The Titan

[3 stars]

Back in 1976 Frederik Pohl wrote the classic Man Plus.  Though unacknowledged (perhaps even unaware), The Titan leans heavily on this earlier tale. But while the film is engaging for the majority of the story, it ultimately loses its thread. So, if you like the idea, read Man Plus for a better sense of follow-through and completeness. But that is the fault of the script, not the cast who try to elevate the results admirably.

Sam Worthington (Hacksaw Ridge) is certainly the focus of a lot of the movie, but this is really more Taylor Schilling’s (Orange is the New Black) story. Add in Noah Jupe (A Quiet Place) and you have a nice atomic family from which to fission.

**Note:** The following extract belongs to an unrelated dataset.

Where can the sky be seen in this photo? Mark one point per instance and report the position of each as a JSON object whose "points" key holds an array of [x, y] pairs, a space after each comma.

The family also get some solid time to set up their relationships before the inevitable.

A couple of other performances worth calling out are Nathalie Emmanuel (Maze Runner: The Scorch Trials) and Diego Boneta (Before I Fall) as additional volunteers for the experiments. Neither gets to fully realize their stories, but each tries to fill out their characters with more than your usual depth for this kind of film.

Running the program are Tom Wilkinson (Denial) and Agyness Deyn (Hard Sun).Both try to overcome their weak scripts, but only so much could be done. Wilkinson especially gets short-shrift thanks to the clumsy final third of the story. Up till then he was a driven man, trying to do well by humanity against horrible odds and near-despicable means. But he ends up being devolved into a pointless villain.

For a first feature, Lennart Ruff does a good job focusing the story on his initial intent: what do these changes mean to Worthington and his family. There are some clever visuals and nice moments to establish the story and the relationships, even if the production design feels off for the world he created and the science is, at best, wishful and often absurd. However, despite the nice emotional arc that Ruff builds, the last third of the film devolves into truly bad sf and action/horror. Also, the ending is forced, confusing, and unsatisfying thanks to losing track of their original point for the plot.

However, more important to recognize is that the film feels more like a book than a movie, especially in its pacing. I can enjoy that when it is done well, but this just felt like a clumsy but true adaptation, though again no acknowledgement of a prior work was made. This flick really did need to be more of a movie.

I will admit that I thought I knew where they would go, which may have been a bit derivative as well, but would have been more satisfying and more on point for the purpose of the Titan project. But I was wrong, for better or worse.

If you like near-term science fiction (even though this defies the likely possibilities) give this a shot. The effort is there even if the control isn’t. How you react to the finale will depend a lot on your own likes and dislikes. It certainly isn’t off from a lot out there, but it had real potential to exceed the common drivel and squandered it.